Sans la bagnole, point de villes tentaculaires et de banlieues sordides s’étendant jusqu’à l’horizon. Point de travail exténuant des millions d’êtres entre un point où l’on est censé vivre sa vie d’homme ou de femme et celui où l’on vend sa force de travail. Sans elle, pas de ces milliers de routes et d’autoroutes qui morcellent le paysage à l’infini et rendent peu à peu impossibles les rencontres entre animaux de territoires différents. Pas de centres commerciaux criminogènes aux abords de ces pauvres assemblages qui ne rappellent la ville que pour mieux la ridiculiser. Pas d’entrée ni de sortie urbaines où la publicité fait le trottoir, chaque trottoir, tous ces trottoirs que personne n’arpente ni n’arpentera.

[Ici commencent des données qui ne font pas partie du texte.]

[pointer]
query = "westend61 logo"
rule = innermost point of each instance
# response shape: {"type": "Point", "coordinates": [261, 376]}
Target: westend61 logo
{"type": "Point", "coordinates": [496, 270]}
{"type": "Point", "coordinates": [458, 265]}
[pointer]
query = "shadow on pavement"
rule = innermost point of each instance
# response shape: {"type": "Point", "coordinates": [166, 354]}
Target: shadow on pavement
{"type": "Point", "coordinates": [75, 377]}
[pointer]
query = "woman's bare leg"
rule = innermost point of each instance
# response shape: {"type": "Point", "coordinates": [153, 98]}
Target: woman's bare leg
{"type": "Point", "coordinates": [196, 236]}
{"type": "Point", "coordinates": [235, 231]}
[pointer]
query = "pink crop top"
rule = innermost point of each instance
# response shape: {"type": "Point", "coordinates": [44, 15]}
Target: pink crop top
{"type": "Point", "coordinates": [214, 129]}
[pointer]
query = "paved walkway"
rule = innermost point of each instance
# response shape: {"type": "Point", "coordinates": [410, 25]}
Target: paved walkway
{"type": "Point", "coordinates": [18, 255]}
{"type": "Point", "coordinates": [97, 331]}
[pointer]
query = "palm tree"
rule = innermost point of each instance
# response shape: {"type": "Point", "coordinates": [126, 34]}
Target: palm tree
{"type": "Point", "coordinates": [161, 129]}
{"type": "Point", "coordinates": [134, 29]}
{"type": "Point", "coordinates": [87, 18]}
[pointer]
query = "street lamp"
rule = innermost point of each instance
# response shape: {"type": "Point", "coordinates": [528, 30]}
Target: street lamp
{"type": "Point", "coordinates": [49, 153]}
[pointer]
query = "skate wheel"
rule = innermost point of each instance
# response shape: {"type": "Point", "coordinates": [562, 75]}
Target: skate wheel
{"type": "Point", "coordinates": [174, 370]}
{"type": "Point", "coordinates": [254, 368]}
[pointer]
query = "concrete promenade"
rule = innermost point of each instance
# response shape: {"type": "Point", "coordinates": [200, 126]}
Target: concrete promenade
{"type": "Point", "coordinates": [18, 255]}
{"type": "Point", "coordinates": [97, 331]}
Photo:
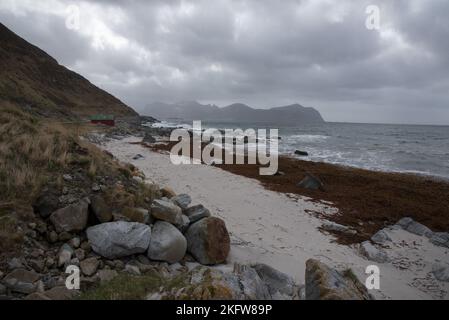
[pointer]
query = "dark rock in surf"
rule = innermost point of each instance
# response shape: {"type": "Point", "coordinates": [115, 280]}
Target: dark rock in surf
{"type": "Point", "coordinates": [311, 182]}
{"type": "Point", "coordinates": [301, 153]}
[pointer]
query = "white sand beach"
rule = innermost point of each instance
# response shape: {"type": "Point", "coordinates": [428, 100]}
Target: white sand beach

La voiture individuelle est une immense défaite de l’humanité. Une déroute de la beauté. Un déni de liberté et de mouvement, quelles que soient les apparences. La voiture tue davantage que des vies. Elle massacre la perspective, elle attaque jusqu’aux rêves d’avenir que nous pourrions avoir. Car en effet, même les yeux fermés, il me paraît impossible d’imaginer un futur désirable dans lequel la voiture automobile jouerait encore le premier rôle. Gaspillerait une notable fraction de nos revenus. Dilapiderait ce qui reste encore de pétrole dans les cuves de la planète. Moi, quand je rêve pour de bon, je songe au train.

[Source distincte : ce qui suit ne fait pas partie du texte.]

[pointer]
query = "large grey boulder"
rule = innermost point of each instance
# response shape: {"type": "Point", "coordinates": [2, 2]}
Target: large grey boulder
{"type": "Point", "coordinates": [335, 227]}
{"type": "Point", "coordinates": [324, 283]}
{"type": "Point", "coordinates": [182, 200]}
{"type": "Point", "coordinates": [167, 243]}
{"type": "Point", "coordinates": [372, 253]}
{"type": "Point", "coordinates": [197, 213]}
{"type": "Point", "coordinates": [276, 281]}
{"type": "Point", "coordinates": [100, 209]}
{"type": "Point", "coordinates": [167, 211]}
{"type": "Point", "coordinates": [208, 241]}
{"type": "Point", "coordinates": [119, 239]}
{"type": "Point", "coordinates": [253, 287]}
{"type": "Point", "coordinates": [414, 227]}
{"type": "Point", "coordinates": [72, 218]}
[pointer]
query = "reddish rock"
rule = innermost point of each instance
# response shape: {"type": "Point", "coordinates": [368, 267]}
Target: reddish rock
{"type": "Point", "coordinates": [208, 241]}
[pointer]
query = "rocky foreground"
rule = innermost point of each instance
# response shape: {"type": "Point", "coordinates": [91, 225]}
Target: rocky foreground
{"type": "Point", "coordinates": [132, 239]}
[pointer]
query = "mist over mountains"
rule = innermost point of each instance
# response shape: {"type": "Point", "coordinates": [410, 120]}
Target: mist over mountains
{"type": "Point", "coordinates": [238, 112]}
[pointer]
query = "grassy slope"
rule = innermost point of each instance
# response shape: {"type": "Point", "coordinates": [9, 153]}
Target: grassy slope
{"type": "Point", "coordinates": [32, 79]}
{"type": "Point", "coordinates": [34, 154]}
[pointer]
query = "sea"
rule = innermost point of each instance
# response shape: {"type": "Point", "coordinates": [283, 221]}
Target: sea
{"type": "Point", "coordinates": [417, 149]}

Le train est la preuve indiscutable qu’une autre voie de transport était possible. Il fut un temps, proche encore, où une multitude de lignes, parfois microscopiques, sillonnaient le paysage. J’en connais personnellement trois. L’une, qui reliait jadis Audierne à Douarnenez, par le Goyen, un petit fleuve côtier. Il en est des traces, que j’admire à chaque passage. La deuxième part d’Alzon, dans le Gard, et monte – montait – sur le plateau du Larzac, et au-delà. La troisième, qu’on appelle la Petite ceinture, encerclait Paris. Elle a encore, en quelques lieux de la capitale, des fulgurances de ce passé si proche.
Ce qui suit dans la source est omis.